Any organization can try Labelbox for free, and Ferreiras claims hundreds have. Once they hit a usage threshold, the startup works with them on appropriate SaaS pricing related to the revenue the client’s AI will generate. One called Lytx makes DriveCam, a system installed on half a million trucks with cameras that use AI to detect unsafe driver behavior so they can be coached to improve. Conde Nast is using Labelbox to match runway fashion to related items in their archive of content.

Eliminating redundancy, and jobs?

The big challenge is convincing companies that they’re better off leaving the training software to the experts instead of building it in-house where they’re intimately, though perhaps inefficiently, involved in every step of development. Some turn to crowdsourcing agencies like CrowdFlower, which has their own training data interface, but they only work with generalist labor, not the experts required for many fields. Labelbox wants to cooperate rather than compete here, serving as the management software that treats outsourcers as just another data input.

Long-term, the risk for Labelbox is that it’s arrived too early for the AI revolution. Most potential corporate customers are still in the R&D phase around AI, not at scaled deployment into real-world products. The big business isn’t selling the labeling software. That’s just the start. Labelbox wants to continuously manage the fine-tuning data to help optimize an algorithm through its entire life cycle. That requires AI being part of the actual engineering process. Right now it’s often stuck as an experiment in the lab. “We’re not concerned about our ability to build the tool to do that. Our concern is ‘will the industry get there fast enough?’” Ferreiras declares.

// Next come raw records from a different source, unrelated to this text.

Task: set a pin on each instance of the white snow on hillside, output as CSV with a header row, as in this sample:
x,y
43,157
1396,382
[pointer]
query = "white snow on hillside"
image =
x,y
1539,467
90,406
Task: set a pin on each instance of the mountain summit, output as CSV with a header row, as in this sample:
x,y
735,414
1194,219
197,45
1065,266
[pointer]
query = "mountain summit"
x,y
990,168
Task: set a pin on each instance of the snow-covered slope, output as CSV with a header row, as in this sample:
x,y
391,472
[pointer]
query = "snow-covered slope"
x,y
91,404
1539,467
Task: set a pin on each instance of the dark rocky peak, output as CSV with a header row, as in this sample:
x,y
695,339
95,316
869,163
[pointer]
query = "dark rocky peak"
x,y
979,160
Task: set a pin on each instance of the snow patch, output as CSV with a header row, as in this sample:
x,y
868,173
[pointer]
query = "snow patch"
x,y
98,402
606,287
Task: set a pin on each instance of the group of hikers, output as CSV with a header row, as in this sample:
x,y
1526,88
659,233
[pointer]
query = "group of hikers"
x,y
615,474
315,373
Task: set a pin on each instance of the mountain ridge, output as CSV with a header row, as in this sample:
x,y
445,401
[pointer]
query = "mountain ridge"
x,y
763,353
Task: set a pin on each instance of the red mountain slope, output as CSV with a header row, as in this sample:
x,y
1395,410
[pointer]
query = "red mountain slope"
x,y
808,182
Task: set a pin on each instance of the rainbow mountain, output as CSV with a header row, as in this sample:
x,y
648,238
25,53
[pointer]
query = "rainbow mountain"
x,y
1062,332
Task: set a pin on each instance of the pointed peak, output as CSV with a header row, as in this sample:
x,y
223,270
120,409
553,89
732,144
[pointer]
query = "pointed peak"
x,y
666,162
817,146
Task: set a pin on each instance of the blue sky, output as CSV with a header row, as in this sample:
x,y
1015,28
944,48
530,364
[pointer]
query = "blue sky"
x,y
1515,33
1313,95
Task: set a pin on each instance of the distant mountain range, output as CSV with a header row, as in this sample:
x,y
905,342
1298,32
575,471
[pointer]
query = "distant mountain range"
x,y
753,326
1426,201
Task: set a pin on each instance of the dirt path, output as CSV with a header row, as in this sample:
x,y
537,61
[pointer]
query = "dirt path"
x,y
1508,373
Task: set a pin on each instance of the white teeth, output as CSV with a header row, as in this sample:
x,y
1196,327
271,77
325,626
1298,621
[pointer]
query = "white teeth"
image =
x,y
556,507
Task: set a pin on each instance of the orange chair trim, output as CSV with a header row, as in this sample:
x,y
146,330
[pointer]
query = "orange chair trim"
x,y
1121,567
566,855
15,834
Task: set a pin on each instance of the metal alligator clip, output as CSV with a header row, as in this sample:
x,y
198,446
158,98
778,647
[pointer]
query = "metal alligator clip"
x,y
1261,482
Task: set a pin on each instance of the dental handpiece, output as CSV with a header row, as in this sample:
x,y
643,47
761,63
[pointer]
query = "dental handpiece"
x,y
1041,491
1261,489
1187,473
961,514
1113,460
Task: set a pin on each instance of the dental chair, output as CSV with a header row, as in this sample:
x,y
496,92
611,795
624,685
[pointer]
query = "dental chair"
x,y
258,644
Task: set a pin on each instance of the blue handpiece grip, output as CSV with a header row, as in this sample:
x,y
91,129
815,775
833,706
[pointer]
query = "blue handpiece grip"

Their investor agrees. Last year’s big joke in venture capital was that suddenly you couldn’t hear a startup pitch without “AI” being referenced. “There was a big wave where everything was AI. I think at this point it’s almost a bit implied,” says Fushman. But it’s corporations that already have plenty of data, and plenty of human jobs to obfuscate, that are Labelbox’s opportunity. “The bigger question is ‘when does that [AI] reality reach consumers, not just from the Googles and Amazons of the world, but the mainstream corporations?’”

Labelbox is willing to wait it out, or better yet, accelerate that arrival — even if it means eliminating jobs. That’s because the team believes the benefits to humanity will outweigh the transition troubles.

“For a colonoscopy or mammogram, you only have a certain number of people in the world who can do that. That limits how many of those can be performed. In the future, that could only be limited by the computational power provided so it could be exponentially cheaper” says co-founder Brian Rieger. With Labelbox, tens of thousands of radiology exams can be quickly ingested to produce cancer-spotting algorithms that he says studies show can become more accurate than humans. Employment might get tougher to find, but hopefully life will get easier and cheaper too. Meanwhile, improving underwater pipeline inspections could protect the environment from its biggest threat: us.

“AI can solve such important problems in our society,” Sharma concludes. “We want to accelerate that by helping companies tell AI what to learn.”